- Location in Jasper County
- Coordinates: 41°11′23″N 87°12′45″W﻿ / ﻿41.18972°N 87.21250°W
- Country: United States
- State: Indiana
- County: Jasper

Government
- • Type: Indiana township

Area
- • Total: 48.26 sq mi (125.0 km^{2})
- • Land: 48.11 sq mi (124.6 km^{2})
- • Water: 0.15 sq mi (0.39 km^{2}) 0.31%
- Elevation: 666 ft (203 m)

Population (2020)
- • Total: 10,625
- • Density: 210.1/sq mi (81.1/km^{2})
- GNIS feature ID: 0453522
- Website: keenertownship.com

= Keener Township, Jasper County, Indiana =

Keener Township is one of thirteen townships in Jasper County, Indiana, United States.
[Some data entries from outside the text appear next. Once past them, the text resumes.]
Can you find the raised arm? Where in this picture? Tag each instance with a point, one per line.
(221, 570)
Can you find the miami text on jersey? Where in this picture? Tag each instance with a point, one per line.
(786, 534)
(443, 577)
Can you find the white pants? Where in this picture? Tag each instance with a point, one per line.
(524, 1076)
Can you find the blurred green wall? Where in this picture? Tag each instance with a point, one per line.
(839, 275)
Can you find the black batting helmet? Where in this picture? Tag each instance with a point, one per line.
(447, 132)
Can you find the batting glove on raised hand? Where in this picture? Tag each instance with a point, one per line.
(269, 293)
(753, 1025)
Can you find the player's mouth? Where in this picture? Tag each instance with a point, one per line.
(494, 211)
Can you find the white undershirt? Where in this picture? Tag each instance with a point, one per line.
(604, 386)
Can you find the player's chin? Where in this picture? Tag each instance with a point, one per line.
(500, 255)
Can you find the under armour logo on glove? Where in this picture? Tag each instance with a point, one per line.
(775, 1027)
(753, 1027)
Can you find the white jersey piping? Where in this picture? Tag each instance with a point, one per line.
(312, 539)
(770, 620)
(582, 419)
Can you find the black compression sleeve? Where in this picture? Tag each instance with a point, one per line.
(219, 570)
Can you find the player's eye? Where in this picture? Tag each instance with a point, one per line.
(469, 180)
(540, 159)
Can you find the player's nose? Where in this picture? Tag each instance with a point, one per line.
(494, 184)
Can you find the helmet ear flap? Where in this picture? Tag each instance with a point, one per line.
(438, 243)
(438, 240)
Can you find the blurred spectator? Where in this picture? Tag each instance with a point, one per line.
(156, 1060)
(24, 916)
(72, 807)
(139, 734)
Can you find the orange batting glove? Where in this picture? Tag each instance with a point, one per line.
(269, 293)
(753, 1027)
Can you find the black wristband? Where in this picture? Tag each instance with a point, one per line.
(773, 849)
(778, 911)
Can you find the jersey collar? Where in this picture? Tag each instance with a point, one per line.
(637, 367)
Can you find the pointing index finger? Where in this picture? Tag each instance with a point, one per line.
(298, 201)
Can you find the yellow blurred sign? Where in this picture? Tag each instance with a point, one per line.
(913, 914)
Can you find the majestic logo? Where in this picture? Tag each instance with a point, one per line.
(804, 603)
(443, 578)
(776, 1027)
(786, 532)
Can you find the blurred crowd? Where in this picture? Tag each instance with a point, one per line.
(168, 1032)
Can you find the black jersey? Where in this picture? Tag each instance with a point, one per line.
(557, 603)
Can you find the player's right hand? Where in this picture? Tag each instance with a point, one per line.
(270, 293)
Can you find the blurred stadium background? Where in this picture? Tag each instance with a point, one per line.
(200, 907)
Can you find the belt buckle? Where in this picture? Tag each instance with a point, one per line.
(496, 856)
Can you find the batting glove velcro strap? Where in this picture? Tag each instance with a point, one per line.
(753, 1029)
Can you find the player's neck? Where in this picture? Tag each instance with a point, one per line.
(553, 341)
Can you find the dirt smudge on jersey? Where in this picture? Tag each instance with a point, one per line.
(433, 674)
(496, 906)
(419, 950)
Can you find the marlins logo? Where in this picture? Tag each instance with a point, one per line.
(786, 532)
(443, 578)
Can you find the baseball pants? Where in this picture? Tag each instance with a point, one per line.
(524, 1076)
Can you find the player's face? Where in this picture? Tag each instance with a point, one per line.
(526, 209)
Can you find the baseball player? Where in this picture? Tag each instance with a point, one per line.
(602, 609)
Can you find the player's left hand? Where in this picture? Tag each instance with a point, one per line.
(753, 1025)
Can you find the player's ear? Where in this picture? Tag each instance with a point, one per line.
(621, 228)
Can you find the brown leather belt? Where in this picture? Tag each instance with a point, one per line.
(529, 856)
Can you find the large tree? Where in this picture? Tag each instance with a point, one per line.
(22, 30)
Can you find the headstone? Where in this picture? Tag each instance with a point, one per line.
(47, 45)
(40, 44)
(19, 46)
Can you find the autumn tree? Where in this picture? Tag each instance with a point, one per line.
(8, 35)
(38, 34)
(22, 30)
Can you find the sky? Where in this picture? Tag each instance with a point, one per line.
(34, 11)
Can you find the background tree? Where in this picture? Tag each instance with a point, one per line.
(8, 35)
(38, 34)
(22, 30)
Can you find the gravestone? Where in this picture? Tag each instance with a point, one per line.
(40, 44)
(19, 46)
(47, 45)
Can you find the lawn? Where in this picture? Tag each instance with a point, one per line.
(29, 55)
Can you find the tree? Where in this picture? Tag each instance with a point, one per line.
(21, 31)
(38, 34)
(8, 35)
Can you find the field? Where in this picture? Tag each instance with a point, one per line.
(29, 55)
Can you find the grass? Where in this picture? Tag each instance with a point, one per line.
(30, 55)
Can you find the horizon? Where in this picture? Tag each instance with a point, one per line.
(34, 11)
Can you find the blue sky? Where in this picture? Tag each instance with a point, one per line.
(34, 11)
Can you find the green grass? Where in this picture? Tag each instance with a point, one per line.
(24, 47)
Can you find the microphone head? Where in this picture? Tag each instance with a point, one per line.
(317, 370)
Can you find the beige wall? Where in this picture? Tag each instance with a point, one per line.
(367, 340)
As of the 2020 census, its population was 10,625 (up from 10,110 at 2010) and it contained 4,176 housing units.

== History ==
Keener Township was established in 1858 and probably named after Jacob Keener, who settled in South Bend in 1855. A cabinet maker, stockholder of the Union Cabinet company as well as a politician, policeman, and saloon owner in South Bend, Jacob also established the Apollo - the "first German garden and place of amusement" in South Bend and a "favorite resort for politicians of both parties." The first German theater and masquerades in South Bend were held there.

==Geography==
According to the 2010 census, the township has a total area of 48.26 sqmi, of which 48.11 sqmi (or 99.69%) is land and 0.15 sqmi (or 0.31%) is water.

===Cities and towns===
- DeMotte
- Roselawn (southwest quarter)

===Adjacent townships===
- Boone Township, Porter County (northeast)
- Walker Township (east)
- Wheatfield Township (east)
- Union Township (south)
- Lincoln Township, Newton County (southwest)
- Eagle Creek Township, Lake County (northwest)

===Cemeteries===
The township contains three cemeteries: Cemetery of the Resurrection, DeMotte Cemetery, and First Church Cemetery (informally known as Holland Cemetery).

===Major highways===
- Interstate 65
- U.S. Route 231
- Indiana State Road 10
- Indiana State Road 110

===Airports and landing strips===
- DeMotte Airport

==Education==
Keener Township residents are eligible to obtain a free library card from the Jasper County Public Library.